One may argue that either such an action would have been triable of right by a jury if the parties had not specifically agreed to waive it (such as actions under the FTCA) or neglected to timely demand it and so Rule 39(c) is inapplicable on its face. One may also argue that, in any event, the court should honor the parties’ decision to proceed without any form of a jury, see, e.g., OCI Wyoming. LP. v. PacifiCorp., 479 F.3d 1199, 1205 (10th Cir. 2007), or not allow a party who does not follow the timeframes in the Rules for demanding one to have, in essence, a backstop.  But on the latter point, if the purpose of an advisory jury is to assist the court by “enlightening its conscience,” (American) Lumbermens Mut. Cas. Co. of Illinois v. Timms & Howard, 108 F.2d 497, 500 (2d Cir. 1939), or otherwise, should the parties be allowed to contract away the court’s right to utilize this tool and take it out of the ambit of Rule 39(c)?  See 9 Charles Alan Wright & Arthur R. Miller, Federal Practice and Procedure § 2335 & n.15 (3d ed. 2008).

Practice Pointers - What Does This All Mean and Why Are You Telling Me This?

If you haven’t already heard of an advisory jury, now you have – so when a judge sua sponte raises the issue at a pre-trial conference, you can save your best deer-in-headlights look for another occasion.  Better yet, if you have a position one way or the other, you can address it spot-on.  

Is your client – perhaps an institutional client and/or sophisticated litigator – particularly sensitive or adverse to juries? Does your client use standard contracts containing a jury waiver clause? Consider inserting the parenthetical in the waiver clause “including an advisory jury” to be more explicit.  Granted, the court may still not consider itself bound by the parties’ agreement – no matter how explicit – but if it is an important point to the client then it could not hurt, especially if in a later litigation the other side tries to argue in favor of one.  Such an explicit waiver would further remove any doubt of the parties’ intentions to have a pure bench trial, should the court be inclined to honor it.

If the issue arises and you want to argue against an advisory jury: Ask the court to honor the parties’ agreement if there is a contractual waiver.  There is value to ensuring predictability and honoring the parties’ contracts – especially in a breach of contract case. If the other side failed to timely demand a jury, then you may argue that the advisory jury should not be an end-run around the strict temporal requirements of Fed. R. Civ. P. 38. And regardless of the scenario, point out the extra work and inconvenience for the court associated with jury trials – only for the court to ultimately bear responsibility for findings of fact and conclusions of law.

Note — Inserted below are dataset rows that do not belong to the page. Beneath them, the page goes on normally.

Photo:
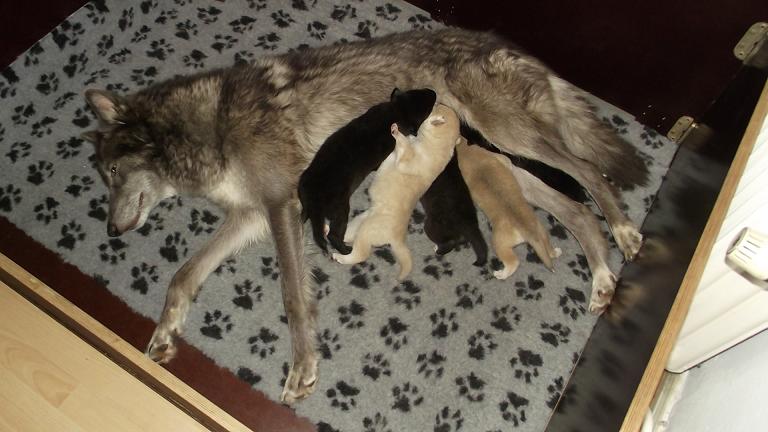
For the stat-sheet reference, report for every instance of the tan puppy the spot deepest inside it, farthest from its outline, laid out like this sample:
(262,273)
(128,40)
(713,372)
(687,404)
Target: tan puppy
(495,190)
(400,181)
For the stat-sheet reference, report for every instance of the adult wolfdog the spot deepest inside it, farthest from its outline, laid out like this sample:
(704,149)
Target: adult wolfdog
(241,137)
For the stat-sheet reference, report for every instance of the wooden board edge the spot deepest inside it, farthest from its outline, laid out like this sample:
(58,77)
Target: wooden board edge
(658,361)
(118,350)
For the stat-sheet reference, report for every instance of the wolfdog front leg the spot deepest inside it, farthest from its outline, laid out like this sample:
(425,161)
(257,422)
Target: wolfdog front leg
(299,300)
(239,228)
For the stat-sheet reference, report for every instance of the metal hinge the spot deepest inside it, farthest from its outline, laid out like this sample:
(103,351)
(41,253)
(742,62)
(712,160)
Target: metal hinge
(680,129)
(751,43)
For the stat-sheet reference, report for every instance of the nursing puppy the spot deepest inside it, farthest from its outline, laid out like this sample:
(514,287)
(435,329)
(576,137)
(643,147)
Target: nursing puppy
(349,155)
(400,181)
(451,217)
(496,191)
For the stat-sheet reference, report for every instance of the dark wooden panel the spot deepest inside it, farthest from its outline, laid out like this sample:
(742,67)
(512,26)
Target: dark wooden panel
(656,59)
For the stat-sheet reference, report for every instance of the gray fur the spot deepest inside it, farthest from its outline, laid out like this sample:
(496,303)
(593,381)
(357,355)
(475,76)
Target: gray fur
(242,136)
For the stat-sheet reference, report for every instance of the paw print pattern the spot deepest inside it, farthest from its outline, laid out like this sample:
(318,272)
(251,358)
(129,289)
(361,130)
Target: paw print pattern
(526,365)
(142,276)
(405,397)
(407,294)
(78,185)
(342,395)
(18,151)
(328,343)
(376,424)
(249,376)
(216,324)
(112,251)
(175,245)
(443,323)
(97,208)
(572,303)
(246,293)
(47,211)
(202,222)
(42,127)
(431,365)
(269,268)
(468,296)
(375,365)
(268,41)
(363,275)
(505,318)
(351,315)
(394,333)
(223,42)
(554,334)
(48,83)
(66,149)
(71,233)
(263,343)
(389,12)
(282,19)
(529,290)
(471,387)
(447,421)
(437,267)
(481,344)
(513,408)
(342,12)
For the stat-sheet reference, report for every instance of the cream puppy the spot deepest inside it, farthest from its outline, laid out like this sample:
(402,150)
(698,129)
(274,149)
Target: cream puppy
(400,181)
(495,190)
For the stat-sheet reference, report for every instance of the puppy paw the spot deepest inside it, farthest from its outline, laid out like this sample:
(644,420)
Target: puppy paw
(301,381)
(161,347)
(603,288)
(629,240)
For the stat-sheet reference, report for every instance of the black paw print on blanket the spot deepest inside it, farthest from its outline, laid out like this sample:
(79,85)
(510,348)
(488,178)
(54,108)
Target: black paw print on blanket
(471,387)
(375,365)
(342,395)
(216,324)
(513,407)
(405,397)
(526,365)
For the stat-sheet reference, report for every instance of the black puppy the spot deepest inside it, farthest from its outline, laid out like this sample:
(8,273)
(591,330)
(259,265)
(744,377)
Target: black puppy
(451,217)
(349,155)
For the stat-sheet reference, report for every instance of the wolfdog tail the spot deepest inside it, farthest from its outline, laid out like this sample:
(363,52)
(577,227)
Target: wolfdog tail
(590,139)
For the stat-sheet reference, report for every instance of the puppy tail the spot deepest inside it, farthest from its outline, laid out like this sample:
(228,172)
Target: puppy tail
(403,256)
(588,138)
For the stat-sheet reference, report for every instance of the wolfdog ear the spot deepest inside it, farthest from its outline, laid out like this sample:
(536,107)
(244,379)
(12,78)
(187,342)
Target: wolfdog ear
(107,105)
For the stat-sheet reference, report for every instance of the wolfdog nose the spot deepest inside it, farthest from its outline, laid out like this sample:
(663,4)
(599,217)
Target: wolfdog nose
(112,230)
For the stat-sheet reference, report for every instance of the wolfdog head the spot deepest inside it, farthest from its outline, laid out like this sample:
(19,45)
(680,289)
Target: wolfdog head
(125,159)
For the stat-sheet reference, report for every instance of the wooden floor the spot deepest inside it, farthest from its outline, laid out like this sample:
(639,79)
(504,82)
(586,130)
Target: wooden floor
(51,380)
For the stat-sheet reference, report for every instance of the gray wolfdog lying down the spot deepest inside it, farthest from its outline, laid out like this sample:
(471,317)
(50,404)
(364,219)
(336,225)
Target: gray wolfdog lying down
(242,136)
(400,181)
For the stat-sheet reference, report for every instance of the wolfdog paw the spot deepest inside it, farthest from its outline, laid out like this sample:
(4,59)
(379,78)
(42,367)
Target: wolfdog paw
(603,288)
(161,347)
(301,381)
(629,240)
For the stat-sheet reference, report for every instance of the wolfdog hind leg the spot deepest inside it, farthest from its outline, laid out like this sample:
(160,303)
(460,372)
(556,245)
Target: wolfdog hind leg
(299,300)
(584,226)
(238,229)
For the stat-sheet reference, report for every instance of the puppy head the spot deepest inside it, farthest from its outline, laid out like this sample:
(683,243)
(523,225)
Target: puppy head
(412,108)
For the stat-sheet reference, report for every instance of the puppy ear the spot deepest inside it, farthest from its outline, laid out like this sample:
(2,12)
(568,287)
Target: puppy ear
(436,120)
(108,106)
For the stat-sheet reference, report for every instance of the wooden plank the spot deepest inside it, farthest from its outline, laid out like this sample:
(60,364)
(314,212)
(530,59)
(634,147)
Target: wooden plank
(653,372)
(53,380)
(119,351)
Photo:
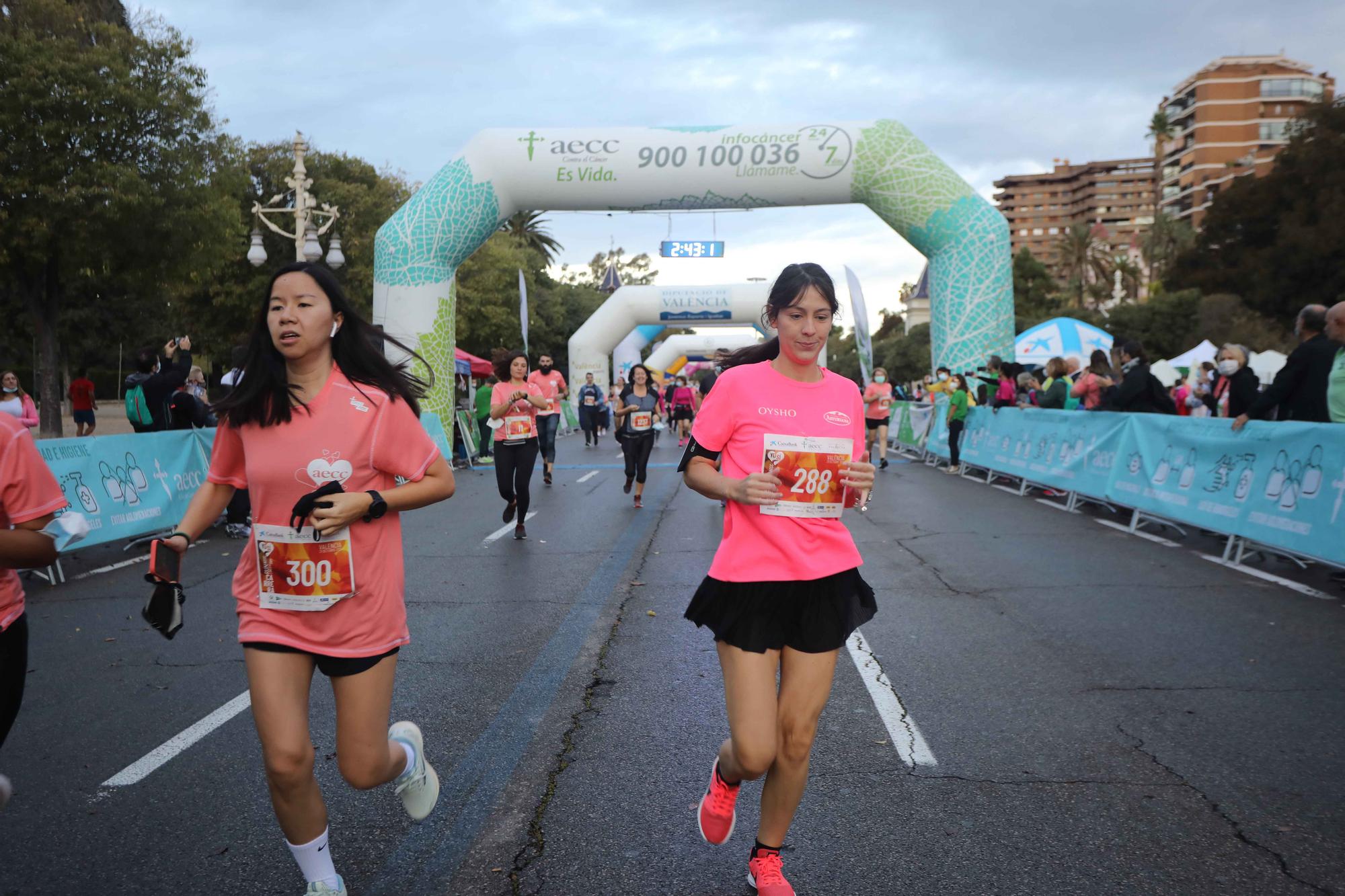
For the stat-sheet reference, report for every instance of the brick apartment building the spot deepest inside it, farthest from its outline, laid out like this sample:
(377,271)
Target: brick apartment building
(1231,119)
(1116,198)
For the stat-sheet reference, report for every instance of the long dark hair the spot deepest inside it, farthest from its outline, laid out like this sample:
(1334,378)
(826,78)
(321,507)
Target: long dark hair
(630,384)
(264,393)
(504,361)
(787,288)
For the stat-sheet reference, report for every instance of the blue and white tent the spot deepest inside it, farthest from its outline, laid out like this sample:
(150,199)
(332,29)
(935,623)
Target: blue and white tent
(1061,337)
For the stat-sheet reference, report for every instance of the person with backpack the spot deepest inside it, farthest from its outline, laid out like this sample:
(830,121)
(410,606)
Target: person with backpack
(154,384)
(1140,391)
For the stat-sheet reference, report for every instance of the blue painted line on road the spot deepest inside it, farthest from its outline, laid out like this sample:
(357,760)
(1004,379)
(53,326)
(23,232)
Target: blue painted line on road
(431,852)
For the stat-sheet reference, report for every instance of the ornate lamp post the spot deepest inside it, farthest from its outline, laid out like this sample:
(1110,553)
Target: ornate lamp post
(307,218)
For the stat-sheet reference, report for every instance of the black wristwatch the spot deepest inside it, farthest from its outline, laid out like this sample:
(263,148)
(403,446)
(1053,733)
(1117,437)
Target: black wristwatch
(377,509)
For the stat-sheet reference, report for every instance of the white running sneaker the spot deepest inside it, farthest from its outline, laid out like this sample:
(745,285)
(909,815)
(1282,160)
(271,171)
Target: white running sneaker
(418,787)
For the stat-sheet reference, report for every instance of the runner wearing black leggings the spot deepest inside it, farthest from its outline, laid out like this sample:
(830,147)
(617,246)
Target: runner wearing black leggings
(637,412)
(514,405)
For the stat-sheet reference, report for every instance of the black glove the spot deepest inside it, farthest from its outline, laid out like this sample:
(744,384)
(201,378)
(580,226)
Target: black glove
(163,610)
(309,502)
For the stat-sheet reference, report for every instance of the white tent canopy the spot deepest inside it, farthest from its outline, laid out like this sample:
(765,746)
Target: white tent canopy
(1266,365)
(1195,357)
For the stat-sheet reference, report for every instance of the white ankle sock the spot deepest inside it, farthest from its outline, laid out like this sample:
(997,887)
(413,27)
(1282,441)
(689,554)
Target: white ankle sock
(411,756)
(315,860)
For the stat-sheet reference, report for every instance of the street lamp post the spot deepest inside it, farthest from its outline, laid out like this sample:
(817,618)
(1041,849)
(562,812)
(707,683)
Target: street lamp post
(307,213)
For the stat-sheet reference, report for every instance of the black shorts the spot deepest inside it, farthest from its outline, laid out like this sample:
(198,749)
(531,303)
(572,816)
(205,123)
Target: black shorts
(330,666)
(810,616)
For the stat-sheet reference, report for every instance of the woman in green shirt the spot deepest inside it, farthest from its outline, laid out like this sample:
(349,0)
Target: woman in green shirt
(957,420)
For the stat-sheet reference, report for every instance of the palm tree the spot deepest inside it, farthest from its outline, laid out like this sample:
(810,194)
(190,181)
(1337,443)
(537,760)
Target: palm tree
(1083,260)
(527,227)
(1160,131)
(1163,243)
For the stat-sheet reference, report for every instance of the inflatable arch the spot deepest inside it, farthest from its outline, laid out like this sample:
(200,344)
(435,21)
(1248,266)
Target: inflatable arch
(675,352)
(876,163)
(627,352)
(633,307)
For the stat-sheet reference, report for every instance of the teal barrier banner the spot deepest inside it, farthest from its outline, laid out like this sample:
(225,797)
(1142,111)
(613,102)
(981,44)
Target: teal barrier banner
(1063,450)
(127,486)
(435,427)
(910,423)
(1278,483)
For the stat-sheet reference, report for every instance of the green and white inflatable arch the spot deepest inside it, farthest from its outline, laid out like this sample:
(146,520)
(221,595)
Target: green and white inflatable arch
(876,163)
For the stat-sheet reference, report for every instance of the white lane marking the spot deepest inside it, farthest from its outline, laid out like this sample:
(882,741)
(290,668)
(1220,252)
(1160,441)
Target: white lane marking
(1124,528)
(124,563)
(506,528)
(138,770)
(1278,580)
(902,728)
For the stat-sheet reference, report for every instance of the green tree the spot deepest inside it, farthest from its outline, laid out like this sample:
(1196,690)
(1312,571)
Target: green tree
(1085,261)
(634,272)
(221,313)
(1035,294)
(114,173)
(907,357)
(1160,131)
(527,227)
(1277,241)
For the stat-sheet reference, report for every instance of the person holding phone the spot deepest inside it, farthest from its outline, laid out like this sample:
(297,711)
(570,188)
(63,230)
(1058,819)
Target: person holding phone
(785,589)
(29,501)
(637,413)
(321,405)
(517,403)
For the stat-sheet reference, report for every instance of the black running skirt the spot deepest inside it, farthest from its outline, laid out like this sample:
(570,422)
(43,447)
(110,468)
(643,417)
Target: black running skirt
(810,616)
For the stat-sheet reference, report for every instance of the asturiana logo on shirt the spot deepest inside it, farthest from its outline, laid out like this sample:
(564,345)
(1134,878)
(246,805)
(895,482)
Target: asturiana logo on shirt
(328,469)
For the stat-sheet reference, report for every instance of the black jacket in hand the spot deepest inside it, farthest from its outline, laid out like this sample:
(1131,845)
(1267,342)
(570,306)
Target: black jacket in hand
(1300,388)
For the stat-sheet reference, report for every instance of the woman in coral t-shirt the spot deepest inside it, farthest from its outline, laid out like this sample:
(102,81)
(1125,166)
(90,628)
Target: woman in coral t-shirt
(785,589)
(516,400)
(878,409)
(321,404)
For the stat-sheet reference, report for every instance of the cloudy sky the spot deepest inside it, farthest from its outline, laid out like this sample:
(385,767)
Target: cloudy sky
(992,88)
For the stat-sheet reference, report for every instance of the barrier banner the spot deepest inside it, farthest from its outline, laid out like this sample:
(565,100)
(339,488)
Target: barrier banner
(127,486)
(1278,483)
(435,427)
(1065,450)
(471,436)
(911,423)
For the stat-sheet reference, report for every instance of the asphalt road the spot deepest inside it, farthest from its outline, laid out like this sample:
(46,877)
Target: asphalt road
(1102,715)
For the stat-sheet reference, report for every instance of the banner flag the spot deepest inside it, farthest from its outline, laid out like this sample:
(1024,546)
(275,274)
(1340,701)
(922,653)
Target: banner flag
(127,486)
(864,346)
(523,306)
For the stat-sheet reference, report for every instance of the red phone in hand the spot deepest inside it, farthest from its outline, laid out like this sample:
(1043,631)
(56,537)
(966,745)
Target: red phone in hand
(165,563)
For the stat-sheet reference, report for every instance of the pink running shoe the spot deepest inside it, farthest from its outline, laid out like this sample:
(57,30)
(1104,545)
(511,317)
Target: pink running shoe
(718,815)
(766,873)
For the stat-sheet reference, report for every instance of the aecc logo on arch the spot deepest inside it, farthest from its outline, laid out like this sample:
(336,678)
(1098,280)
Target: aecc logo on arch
(594,147)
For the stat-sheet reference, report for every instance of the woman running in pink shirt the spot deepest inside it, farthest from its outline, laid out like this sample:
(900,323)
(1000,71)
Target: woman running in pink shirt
(321,405)
(785,589)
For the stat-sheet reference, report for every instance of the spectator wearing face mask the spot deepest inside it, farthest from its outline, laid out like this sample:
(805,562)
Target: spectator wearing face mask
(941,384)
(1235,391)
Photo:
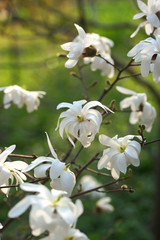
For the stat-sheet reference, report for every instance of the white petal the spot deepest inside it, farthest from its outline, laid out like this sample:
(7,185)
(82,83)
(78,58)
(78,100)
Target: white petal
(138,15)
(121,161)
(66,214)
(4,175)
(94,104)
(149,28)
(30,187)
(19,165)
(71,63)
(56,169)
(145,67)
(137,30)
(142,6)
(131,152)
(66,46)
(125,91)
(156,70)
(68,181)
(125,103)
(107,141)
(115,171)
(134,117)
(107,156)
(80,30)
(6,152)
(154,20)
(136,146)
(51,147)
(22,206)
(36,162)
(40,171)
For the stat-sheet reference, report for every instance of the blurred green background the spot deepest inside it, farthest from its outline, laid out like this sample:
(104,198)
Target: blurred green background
(31,32)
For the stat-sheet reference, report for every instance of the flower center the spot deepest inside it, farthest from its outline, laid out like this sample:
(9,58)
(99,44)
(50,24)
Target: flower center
(80,118)
(122,149)
(70,238)
(66,166)
(54,203)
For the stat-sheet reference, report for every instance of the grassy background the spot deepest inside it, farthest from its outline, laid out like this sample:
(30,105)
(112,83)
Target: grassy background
(29,42)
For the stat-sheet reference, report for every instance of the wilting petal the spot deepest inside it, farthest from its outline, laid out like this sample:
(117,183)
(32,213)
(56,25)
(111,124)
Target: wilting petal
(6,152)
(22,206)
(121,161)
(41,171)
(68,181)
(107,141)
(50,147)
(56,169)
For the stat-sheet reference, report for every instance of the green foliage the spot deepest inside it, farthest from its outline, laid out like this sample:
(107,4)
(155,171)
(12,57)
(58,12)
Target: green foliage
(28,53)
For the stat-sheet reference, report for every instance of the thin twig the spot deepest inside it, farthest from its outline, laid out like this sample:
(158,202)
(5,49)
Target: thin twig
(106,90)
(87,164)
(23,156)
(83,83)
(96,188)
(98,173)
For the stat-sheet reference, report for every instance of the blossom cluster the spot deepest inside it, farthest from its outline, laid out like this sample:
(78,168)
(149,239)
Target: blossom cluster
(93,49)
(53,210)
(148,51)
(20,96)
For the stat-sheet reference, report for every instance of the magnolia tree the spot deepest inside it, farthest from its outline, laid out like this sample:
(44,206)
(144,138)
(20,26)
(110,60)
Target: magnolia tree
(55,209)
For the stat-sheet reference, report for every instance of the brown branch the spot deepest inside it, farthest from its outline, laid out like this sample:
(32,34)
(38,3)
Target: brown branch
(96,188)
(83,83)
(23,156)
(70,148)
(98,173)
(87,164)
(106,90)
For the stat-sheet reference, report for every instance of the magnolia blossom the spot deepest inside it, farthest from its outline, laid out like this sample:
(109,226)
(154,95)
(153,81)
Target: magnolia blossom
(77,48)
(9,170)
(48,208)
(1,226)
(99,63)
(88,182)
(120,153)
(62,178)
(148,53)
(81,123)
(151,12)
(62,232)
(142,111)
(102,45)
(20,96)
(103,205)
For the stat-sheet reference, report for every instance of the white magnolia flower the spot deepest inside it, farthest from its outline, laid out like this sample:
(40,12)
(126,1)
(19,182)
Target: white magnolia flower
(49,208)
(99,63)
(102,45)
(120,153)
(9,170)
(20,96)
(151,12)
(103,205)
(62,232)
(142,111)
(88,182)
(62,178)
(1,226)
(77,48)
(148,53)
(81,123)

If you want an advisory jury: Consider what (if anything) makes your case deserving of one. Is there a broader issue of injunctive relief on which an advisory jury can provide ideas or input to the court as opposed to recommending a mere “liable” or “not liable”-type verdict and a damages figure that the judge would need to determine on her own anyway?  If not, are there at least public policy implications or community-based standards presented in your case that you can cite and justify the participation of the public through an advisory jury (even if in the end the case boils down to a judge’s independent findings and the hope is a persuasive recommendation on damages that is more likely to come from a jury)?  Can you argue that this will force counsel to try the case most efficiently and engagingly – more lively, at least?

These questions may never arise during your career as you may never face an advisory jury. But it does happen, and when it does, you will think of this article, smile, and thank us. 

1 State courts may have their own rules regarding advisory juries. The considerations discussed here may be equally applicable to a similar situation you may encounter in state court.

2 The court in Acusport also provided a more detailed summary of the history and purpose of advisory juries.